The large green buses that travel down the main avenues such as Reforma are safer and more comfortable. These buses cost a fixed price of between 2 to 5 pesos.

Owning a Car in DF

Door to door: this appears to be the advantage and attraction of driving. Oops, not quite.   Don’t forget parking. If it isn’t rush hour, you may get to your destination faster in your own car, especially if you’re an aggressive driver. If you aren’t, be sure to drive defensively to avoid an accident. Given the expense of owning a car–paying for insurance, parking, repairs, maintenance, registration, and plate fees–economics favors public transportation. Plus for many of us the stress of dealing with the city’s crazy drivers is greatly reduced by taking public transportation. Drivers often disagree with the latter, citing the comfort and privacy of their own space in an automobile as the reason they avoid crowds in the metro. As one friend says ‘I just love my car.’

Taxi or Bicycle

Taxis are another great option. They’re inexpensive and give the passenger privacy while avoiding the masses on public transport. There are three types of taxis: those you hail on the street, sitio taxis (meaning you pick up the taxi at a specific site, such as a hotel or designated street corner), and radio taxis (that you call). The latter two claim to be more secure by monitoring their drivers and rides and it’s advisable to use these taxis for your evening arrangements. Whatever type of taxi you choose, check the meter or agree on a fixed price beforehand. You may have heard about “express kidnappings” on the taxis in DF. If you hail taxis on the street, you may want to send a text message to a friend with the taxi’s number. I’ve personally never had any problem and I don’t know anyone who has.

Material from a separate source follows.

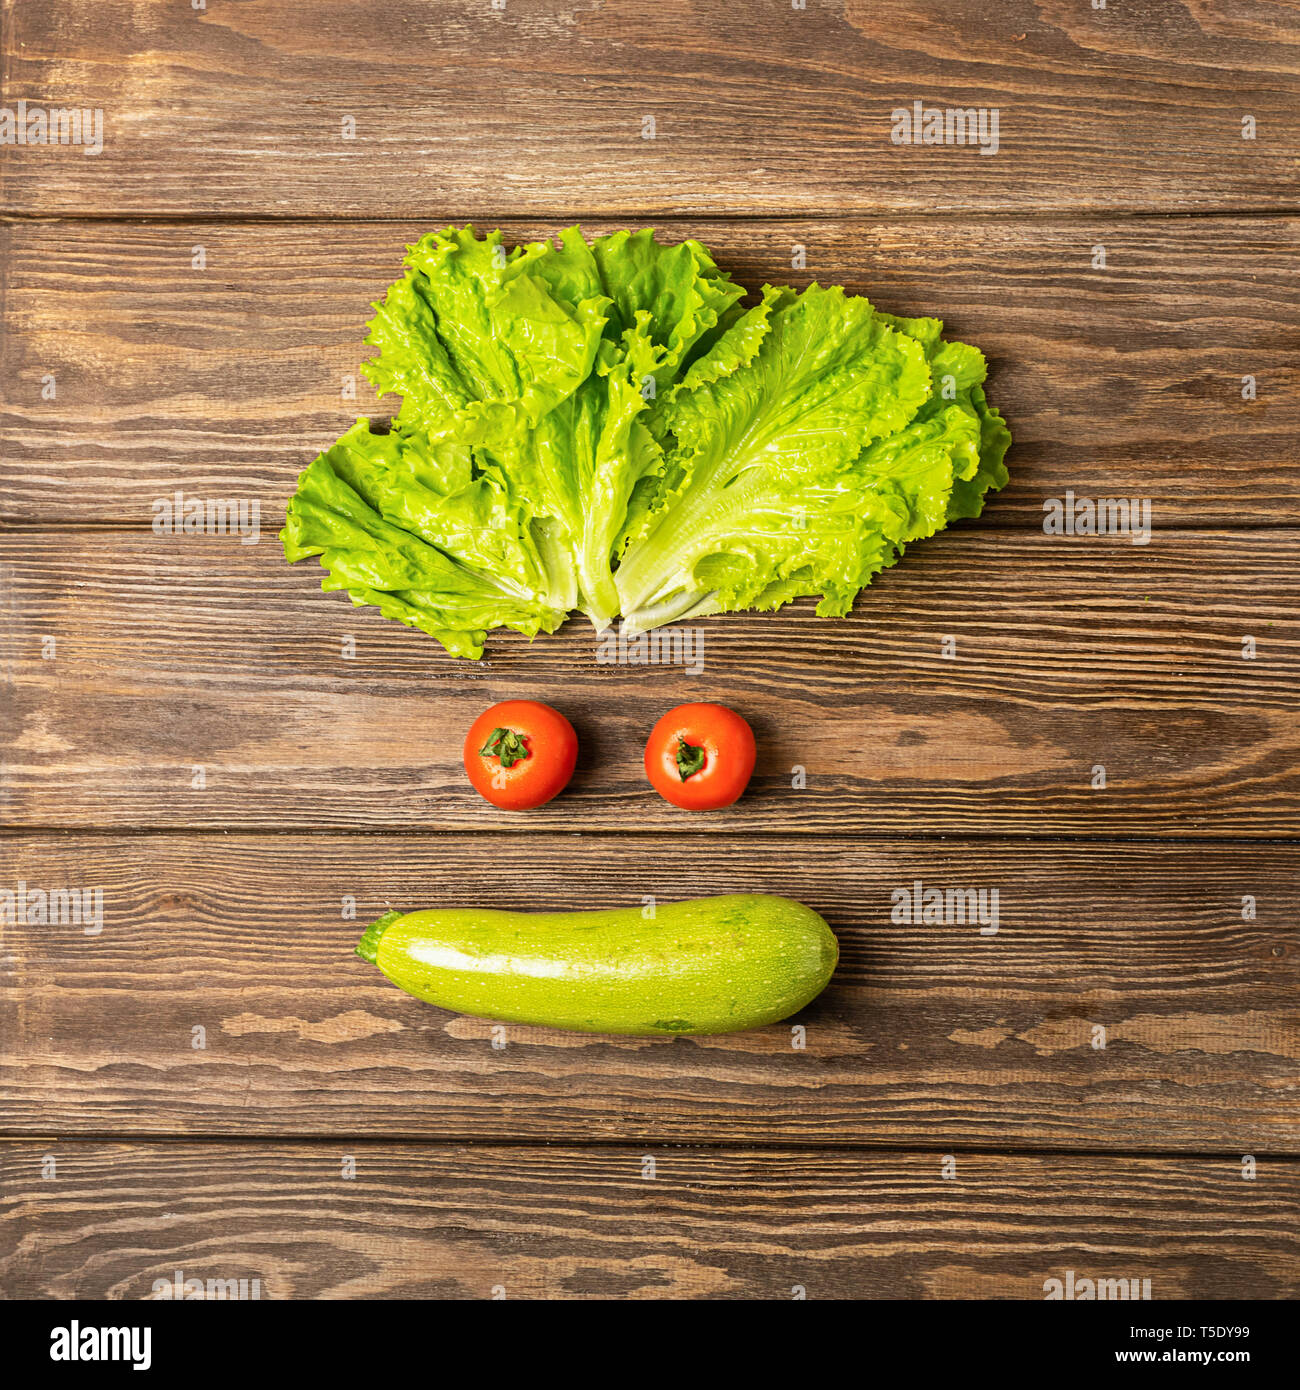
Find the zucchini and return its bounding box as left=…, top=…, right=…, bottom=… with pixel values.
left=356, top=893, right=838, bottom=1036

The liberal government of DF is forever on the search for greener ways to travel, and thus the increase in public transportation services and bike lanes throughout the city. As a pedestrian, beware. Bikes are supposed to obey traffic laws but they, as well as motorcycles, don’t always adhere to the rules. In fact, neither do many cars and buses. Don’t assume that everyone stops at a stoplight! John Dryden said, “We first make our habits, and then our habits make us.” Habit is probably the most significant factor in daily life, including how we get to our workplace, school, soccer game, theater, and weekly book club. We don’t always think twice about options–we simply do that which we are accustomed.

Try one of the alternatives listed here for a change…and a new perspective on the city.